Jesus versus The Christ


Who was Jesus? Who is The Christ? Are they the same or was the reality molded to become a stronger unifying influence – with all good intent, mind you – by the early church?

The early church is arguably one of the few stabilizing or even civilizing influences through the Dark Ages which are generally agreed to begin with the fall of the western Roman Empire around 476 AD and continued to the Renaissance in the 1300s.

But the Dark Ages did not suddenly begin on some day in 476 AD. Things were not peaceable and pleasant for everyone in the days before.

Politically, things were falling apart all over the place and the early Church was in the midst of it. There were many different and competing ideas, not just in the world at large but also within the ranks of those who thought of themselves as followers of Jesus.

It was that early church that selected the 27 specific books we now find in the New Testament.

And in making that selection, they rejected others. Most of those rejected works have, over the centuries been completely lost. And in some cases, they didn’t last that long – many may have been systematically and intentionally eradicated, expunged from libraries and copies destroyed.

Scholars know these missing documents did exist only by the references to them in surviving works.

Records of the early church’s selection process, of why they kept this document but rejected that one, are similarly gone, lost, or the result of unwritten agreements by those making the selection.

Until 1945, that is.

In 1945, a stash of early documents was discovered in the desert. Those documents would be separated, passed around, some lost, but many eventually re-collected and, finally, studied.

These are the Nag Hammadi documents.

What is particularly intriguing is that many of the 1st through 3rd century documents in that collection predate much of the work of that New Testament selection process. As such, the Nag Hammadi documents offer both a clearer but also more complex view of the varied followers of Jesus.

Some reports call these other followers the Gnostics but the situation was, according to scholars who have studied the documents, much more complex. There weren’t two factions, Gnostics and Orthodox. Instead, there were dozens and perhaps many more than that.
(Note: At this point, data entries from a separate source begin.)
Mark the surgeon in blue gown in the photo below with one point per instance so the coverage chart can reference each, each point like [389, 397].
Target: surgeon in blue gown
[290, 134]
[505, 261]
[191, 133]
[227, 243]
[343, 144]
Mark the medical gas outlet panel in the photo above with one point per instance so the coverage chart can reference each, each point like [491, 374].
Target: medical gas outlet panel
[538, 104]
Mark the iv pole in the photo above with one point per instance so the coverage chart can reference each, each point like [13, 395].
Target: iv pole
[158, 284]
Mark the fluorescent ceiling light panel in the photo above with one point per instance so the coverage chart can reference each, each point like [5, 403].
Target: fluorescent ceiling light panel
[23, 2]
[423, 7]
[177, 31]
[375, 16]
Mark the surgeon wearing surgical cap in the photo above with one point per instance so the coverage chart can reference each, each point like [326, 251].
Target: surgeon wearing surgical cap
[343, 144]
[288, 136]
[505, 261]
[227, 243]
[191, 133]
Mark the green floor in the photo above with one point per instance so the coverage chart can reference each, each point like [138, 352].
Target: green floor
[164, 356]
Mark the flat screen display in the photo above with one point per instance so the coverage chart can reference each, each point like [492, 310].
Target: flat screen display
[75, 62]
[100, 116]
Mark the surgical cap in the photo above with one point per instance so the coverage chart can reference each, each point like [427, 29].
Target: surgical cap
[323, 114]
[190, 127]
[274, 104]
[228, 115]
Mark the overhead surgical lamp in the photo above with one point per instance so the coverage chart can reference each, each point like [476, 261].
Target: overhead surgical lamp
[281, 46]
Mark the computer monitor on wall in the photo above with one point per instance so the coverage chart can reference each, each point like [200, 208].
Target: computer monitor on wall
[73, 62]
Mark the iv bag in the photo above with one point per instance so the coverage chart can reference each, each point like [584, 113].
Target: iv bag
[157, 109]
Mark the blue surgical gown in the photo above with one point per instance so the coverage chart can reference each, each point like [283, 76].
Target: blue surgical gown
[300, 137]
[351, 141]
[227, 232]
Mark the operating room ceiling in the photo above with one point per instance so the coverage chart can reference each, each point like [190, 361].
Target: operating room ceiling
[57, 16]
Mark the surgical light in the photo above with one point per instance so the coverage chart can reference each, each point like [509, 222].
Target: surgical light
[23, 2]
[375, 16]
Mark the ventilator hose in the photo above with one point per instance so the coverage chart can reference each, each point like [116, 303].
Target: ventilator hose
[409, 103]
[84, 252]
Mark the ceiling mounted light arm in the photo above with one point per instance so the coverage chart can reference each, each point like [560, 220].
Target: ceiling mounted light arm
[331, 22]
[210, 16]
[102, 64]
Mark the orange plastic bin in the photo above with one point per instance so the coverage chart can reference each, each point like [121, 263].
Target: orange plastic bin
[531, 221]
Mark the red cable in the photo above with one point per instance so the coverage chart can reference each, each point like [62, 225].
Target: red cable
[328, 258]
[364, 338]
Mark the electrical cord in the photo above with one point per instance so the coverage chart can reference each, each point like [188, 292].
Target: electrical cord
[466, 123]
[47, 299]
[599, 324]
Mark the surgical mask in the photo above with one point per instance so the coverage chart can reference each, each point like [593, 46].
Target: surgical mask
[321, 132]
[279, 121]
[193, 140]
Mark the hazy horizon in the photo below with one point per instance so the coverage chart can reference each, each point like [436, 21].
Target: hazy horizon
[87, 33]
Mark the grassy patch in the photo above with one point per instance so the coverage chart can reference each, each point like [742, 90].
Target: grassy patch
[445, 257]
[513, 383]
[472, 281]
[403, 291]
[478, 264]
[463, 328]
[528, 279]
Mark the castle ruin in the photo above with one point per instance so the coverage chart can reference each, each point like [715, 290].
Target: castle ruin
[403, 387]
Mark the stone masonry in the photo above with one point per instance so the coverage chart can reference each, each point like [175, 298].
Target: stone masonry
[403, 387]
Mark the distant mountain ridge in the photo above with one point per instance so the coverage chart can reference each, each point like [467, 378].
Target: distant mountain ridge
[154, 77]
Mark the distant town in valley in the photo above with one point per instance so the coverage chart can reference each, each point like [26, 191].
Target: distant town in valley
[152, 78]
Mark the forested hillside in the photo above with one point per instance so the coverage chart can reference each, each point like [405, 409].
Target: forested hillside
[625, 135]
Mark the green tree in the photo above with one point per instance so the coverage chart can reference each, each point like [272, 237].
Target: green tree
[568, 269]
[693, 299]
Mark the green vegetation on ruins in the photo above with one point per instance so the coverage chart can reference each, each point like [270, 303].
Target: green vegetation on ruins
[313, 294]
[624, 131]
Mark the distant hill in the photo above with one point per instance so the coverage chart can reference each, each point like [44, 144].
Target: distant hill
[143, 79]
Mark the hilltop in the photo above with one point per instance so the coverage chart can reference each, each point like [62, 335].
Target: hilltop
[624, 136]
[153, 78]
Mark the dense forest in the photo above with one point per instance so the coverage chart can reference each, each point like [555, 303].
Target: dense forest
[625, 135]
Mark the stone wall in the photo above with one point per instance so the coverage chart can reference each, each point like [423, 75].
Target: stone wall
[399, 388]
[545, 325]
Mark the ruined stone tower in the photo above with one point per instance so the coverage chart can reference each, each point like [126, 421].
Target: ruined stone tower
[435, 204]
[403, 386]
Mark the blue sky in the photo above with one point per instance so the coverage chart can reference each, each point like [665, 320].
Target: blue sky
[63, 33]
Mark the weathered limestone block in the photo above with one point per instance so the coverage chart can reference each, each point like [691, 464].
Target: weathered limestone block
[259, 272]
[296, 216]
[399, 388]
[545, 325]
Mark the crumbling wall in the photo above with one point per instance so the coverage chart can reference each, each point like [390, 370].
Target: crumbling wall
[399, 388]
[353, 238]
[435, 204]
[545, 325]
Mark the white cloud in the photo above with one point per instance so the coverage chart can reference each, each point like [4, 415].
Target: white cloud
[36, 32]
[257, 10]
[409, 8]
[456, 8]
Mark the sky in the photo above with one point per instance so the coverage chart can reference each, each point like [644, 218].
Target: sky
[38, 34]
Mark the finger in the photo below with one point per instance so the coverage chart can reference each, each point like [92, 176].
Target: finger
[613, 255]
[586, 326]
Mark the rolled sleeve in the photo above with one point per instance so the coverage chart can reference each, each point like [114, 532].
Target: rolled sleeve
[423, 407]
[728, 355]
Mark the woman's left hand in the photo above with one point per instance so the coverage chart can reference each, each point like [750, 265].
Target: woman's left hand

The early followers of Jesus, with little common reference material and very little communication between groups, became highly fragmented. Different groups might choose different aspects to emphasize or gloss over. And with the slow transportation and great distances, their theologies drifted in different directions.

This was the situation the early Church tried to rectify.

"Of all the manuscripts discovered at Nag Hammadi, _The Gospel of Thomas_ is by far the most important and well known. Some scholars now generally refer to _Thomas_ as the _fifth_ Gospel ...

"... What is startling is that some of the _Thomasian_ versions [of Jesus' sayings] have been shown to be _older_ -- that is, more original -- than the versions we find in the _New Testament_. ... there are substantial differences in meaning between the Thomasian version of a saying and the version that appears in the canonical Gospels.

"Such comparisons of parallel sayings [found in both Thomas and in the traditional Gospels] have provided direct evidence that _the authors of the canonical Gospels reworked Jesus' teachings to fit their own Christian theology_!"

Put yourself, for a moment, in the shoes of those making the decisions on what to include or exclude from the New Testament.

The world is a fractious place. Not only are there many religions, but there are also many factions within those who claim to be followers of Jesus. One so-called faction might be the Gnostics but historians now say this was not a single group with common beliefs. Instead, there were many groups with similar but still widely divergent beliefs, all calling themselves followers of Jesus.

No doubt you are familiar with the statement, “United we stand, divided we fall.” That concept is attributed to Aesop in the sixth century B.C. in the fable of The Four Oxen and the Lion. And no doubt some of those involved in trying to build up the early church were also familiar with the concept.

They undoubtedly feared Church would dissolve into ever smaller factions without a common set of beliefs until, ultimately, it would be completely lost.

So would it be surprising to find that the picking and choosing of what to include or exclude in the New Testament may have strayed from reality and chosen, instead, that which they felt would have provided the strongest unifying influence? Would it be surprising to find they might reject doctrines that were fractious or more difficult to comprehend and, instead, choose those ideas that were in common to the largest numbers of followers?When we choose a leader, do we choose the one whose ideas most of us can understand, or do we choose someone whose ideas are radical, difficult to grasp, and who doesn’t necessarily provide solutions to our blindness and crippled limbs but instead says that God is within you and to look there for peace, not elsewhere?

Was the choice between a Jesus with radical, hard to comprehend ideas versus Christ with straight forward baptism to cleanse your soul and the profoundly simple “believe and you will be saved” faith?

Which would you choose to engender the success of your struggling institution?